フリーアドレスの活用を活性化させるツール

フリーアドレス導入を成功させるには、前項で挙げたような課題解決が必要となります。そして、そのためにはツールを効果的に活用することが重要です。ここでは代表的なツールについて簡単に紹介します。

社内SNS、チャットツール

フリーアドレスを定着、活性化させるにはITツールを活用することが効果的です。社内SNSやチャットツールは、形式ばったメールのように「お疲れ様です」や「所属、名前」などを入力する必要がなく、LINEのように気軽にやり取りが可能です。こうしたツールを導入すれば、離れた席に座る社員ともスムーズにコミュニケーションを取れます。

一人で業務を行えるためのデスク、チェア、パーティション

フリーアドレスは基本的にオープンスペースでの業務が中心となります。そのため、一人で集中して業務を行いたい場合に備え、オフィスの中にプライベート空間をつくるのがおすすめです。プラスのCOVOは、ソファとパネルが一体化した1人用ブースで、誰にも邪魔されずに集中できる空間を簡単につくり出せます。

パーソナルロッカーとオフィスカート

プラスのパーソナルロッカーL6は、個人用の荷物を収納できるロッカーです。社員証やICカードで施開錠が可能なので、別途認証用カードや鍵を用意する必要がありません。また、扉の裏に封筒や書類を入れておける収納ボックスがあり、ロッカー内で荷物が散乱してしまうことを避けられます。サイズも豊富で、オフィス空間に合わせた選択が可能です。

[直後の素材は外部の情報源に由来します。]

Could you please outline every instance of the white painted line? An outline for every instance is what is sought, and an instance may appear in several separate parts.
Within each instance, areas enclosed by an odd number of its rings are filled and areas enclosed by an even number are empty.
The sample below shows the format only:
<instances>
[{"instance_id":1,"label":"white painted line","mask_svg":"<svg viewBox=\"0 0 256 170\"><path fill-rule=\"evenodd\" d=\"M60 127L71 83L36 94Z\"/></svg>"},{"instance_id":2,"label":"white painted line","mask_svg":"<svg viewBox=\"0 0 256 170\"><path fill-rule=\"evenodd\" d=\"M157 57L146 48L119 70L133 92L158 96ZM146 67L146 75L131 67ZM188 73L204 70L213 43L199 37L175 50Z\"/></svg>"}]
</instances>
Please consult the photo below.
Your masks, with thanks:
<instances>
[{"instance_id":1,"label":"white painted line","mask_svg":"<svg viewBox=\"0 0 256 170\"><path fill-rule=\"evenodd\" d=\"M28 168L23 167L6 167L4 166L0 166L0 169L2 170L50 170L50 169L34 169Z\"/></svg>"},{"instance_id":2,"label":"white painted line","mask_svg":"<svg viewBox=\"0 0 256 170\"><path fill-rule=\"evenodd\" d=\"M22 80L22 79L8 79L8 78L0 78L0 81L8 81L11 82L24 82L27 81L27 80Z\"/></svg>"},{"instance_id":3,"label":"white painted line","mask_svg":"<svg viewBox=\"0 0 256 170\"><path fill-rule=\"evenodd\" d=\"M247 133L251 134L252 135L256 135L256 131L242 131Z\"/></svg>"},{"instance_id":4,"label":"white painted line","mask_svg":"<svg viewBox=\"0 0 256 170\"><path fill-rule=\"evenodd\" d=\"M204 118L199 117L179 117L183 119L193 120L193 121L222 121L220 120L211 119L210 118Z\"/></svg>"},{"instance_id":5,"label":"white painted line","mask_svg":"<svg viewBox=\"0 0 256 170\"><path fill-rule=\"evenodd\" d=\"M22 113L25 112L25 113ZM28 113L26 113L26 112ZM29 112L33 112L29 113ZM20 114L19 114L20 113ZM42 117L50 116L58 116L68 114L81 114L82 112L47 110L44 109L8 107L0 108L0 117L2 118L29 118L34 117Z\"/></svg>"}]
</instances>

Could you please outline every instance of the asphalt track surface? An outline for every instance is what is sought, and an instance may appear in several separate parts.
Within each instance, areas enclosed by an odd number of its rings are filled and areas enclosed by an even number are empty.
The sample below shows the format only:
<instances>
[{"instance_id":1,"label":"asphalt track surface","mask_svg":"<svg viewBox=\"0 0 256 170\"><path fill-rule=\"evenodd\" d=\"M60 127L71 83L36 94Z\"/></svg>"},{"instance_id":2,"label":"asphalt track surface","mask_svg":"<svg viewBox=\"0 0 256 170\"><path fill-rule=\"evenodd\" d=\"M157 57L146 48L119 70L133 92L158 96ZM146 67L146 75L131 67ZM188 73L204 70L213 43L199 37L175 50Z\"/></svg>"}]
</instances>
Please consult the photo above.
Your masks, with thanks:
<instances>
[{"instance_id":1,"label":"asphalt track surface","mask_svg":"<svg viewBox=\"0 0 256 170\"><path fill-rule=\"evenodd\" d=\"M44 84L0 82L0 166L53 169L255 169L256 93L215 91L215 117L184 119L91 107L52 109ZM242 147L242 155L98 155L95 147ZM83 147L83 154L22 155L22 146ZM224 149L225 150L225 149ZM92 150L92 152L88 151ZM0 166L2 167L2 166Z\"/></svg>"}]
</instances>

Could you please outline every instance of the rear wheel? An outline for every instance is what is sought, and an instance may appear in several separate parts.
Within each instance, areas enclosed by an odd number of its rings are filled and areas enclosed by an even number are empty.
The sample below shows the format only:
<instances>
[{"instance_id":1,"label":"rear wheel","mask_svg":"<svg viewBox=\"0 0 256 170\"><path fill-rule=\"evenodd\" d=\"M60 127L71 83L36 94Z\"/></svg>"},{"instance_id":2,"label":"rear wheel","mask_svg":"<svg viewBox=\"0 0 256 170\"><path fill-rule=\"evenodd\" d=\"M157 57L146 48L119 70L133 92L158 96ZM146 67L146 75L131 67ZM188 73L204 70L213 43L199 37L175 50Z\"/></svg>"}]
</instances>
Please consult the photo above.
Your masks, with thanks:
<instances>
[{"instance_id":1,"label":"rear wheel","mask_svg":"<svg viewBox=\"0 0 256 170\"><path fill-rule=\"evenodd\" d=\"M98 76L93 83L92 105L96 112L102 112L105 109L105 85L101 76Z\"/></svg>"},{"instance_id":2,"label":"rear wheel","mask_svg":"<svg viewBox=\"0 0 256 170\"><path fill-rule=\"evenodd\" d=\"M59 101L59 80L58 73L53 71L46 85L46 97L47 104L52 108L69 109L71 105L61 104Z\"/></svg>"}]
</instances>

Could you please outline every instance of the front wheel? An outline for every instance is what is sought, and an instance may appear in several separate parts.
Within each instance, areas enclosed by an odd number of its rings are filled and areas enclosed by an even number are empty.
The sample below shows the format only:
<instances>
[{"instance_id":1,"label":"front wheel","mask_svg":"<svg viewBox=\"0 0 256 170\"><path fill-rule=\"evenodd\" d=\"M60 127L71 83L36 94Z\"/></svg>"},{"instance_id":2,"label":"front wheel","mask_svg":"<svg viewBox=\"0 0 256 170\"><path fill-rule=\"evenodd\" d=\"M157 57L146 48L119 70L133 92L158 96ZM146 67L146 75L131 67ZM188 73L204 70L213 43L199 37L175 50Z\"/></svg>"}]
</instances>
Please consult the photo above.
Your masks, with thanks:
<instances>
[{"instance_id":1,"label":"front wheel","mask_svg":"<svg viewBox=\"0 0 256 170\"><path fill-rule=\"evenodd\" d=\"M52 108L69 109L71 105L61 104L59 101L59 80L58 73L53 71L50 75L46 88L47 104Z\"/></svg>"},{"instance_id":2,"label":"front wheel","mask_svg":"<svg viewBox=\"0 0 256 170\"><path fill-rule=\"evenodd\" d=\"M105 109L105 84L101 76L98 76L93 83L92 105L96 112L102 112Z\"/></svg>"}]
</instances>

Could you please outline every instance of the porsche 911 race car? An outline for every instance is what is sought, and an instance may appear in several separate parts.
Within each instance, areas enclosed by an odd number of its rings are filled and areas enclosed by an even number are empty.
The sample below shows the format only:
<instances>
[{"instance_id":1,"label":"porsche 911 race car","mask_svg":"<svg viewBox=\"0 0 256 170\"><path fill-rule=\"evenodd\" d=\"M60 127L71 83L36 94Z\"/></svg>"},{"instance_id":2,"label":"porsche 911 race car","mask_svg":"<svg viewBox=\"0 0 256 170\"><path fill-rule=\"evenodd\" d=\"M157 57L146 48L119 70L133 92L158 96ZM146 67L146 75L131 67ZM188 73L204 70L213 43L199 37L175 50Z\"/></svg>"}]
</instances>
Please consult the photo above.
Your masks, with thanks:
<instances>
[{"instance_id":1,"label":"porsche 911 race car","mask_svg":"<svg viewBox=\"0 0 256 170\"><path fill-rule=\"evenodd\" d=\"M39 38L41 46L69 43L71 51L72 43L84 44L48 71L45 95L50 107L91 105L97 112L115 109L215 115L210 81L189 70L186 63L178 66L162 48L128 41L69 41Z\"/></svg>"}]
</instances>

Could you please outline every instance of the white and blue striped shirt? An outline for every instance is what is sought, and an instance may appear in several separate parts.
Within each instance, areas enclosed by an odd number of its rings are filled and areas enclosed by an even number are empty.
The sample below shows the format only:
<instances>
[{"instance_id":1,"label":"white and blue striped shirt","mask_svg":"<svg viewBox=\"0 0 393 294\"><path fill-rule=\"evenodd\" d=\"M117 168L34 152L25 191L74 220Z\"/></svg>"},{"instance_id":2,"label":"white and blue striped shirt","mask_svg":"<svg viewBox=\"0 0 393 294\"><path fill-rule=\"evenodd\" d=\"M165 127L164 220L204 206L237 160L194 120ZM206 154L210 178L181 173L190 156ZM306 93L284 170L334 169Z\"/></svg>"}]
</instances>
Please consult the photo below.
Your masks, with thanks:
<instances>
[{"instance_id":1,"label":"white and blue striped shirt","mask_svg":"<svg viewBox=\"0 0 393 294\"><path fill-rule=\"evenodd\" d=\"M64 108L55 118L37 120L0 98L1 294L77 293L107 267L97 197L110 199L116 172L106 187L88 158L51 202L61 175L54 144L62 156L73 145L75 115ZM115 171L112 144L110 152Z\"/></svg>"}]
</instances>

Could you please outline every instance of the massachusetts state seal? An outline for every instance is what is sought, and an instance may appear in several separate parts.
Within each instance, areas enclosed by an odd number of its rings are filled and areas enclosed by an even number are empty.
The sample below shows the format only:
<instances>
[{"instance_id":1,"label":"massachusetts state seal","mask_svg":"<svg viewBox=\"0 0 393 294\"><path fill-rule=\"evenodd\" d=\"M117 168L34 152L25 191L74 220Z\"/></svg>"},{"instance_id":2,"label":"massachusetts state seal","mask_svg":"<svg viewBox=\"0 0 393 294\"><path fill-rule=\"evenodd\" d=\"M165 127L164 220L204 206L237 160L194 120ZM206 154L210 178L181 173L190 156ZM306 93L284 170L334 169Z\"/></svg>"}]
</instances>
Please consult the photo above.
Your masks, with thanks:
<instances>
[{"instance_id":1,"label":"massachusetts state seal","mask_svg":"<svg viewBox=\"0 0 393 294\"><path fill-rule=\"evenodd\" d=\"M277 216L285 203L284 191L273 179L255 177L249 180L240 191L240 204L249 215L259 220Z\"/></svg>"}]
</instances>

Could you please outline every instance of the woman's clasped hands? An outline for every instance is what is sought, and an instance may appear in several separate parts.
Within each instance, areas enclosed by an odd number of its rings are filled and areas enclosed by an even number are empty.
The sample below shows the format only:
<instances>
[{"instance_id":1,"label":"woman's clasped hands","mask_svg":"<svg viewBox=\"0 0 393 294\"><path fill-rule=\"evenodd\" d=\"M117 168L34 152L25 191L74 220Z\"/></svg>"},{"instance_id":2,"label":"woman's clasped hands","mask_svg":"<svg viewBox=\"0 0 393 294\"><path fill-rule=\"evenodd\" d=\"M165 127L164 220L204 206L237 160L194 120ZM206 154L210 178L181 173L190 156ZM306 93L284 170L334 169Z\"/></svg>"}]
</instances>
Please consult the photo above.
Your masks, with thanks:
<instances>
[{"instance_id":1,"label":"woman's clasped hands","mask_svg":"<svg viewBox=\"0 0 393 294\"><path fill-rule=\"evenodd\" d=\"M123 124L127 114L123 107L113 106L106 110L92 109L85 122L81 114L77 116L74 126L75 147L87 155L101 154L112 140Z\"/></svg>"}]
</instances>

このほか、コンパクトなつくりで楽に移動ができるオフィスカートもおすすめです。ハンドルを格納できるタイプなら、ワゴン自体の収納も場所をとりません。大きなファイルやパソコンを運ぶときなど、女性でも気軽に活用できるワゴンを選ぶと便利です。

フリーアドレスの活性化は社員一人ひとりの理解が重要

フリーアドレスの導入により、業務効率向上を実現させるためには、従来のマネジメント方法、コミュニケーション手段を見直すことが求められます。また、フリーアドレス管理ツールや社内SNS、フリーアドレスに適した収納用品など、ツール、備品を効果的に活用することも忘れてはなりません。

そして、最も重要なことは、上司が率先して社員一人ひとりにフリーアドレス導入の目的を説明する、あるいは勉強会・講習会を通して伝え、理解してもらうことです。フリーアドレスは、単純に気分転換するためだけのものではありません。時には集中して業務を行う、時には同部署・同チーム以外の社員とコミュニケーションを取ることで新たな発想を得るなど、業務への取り組み方にメリハリをつけるものです。そのためにはどういった工夫が必要か、社員一人ひとりが自発的に考えるようになることが、フリーアドレス導入を成功させるポイントと言えるでしょう。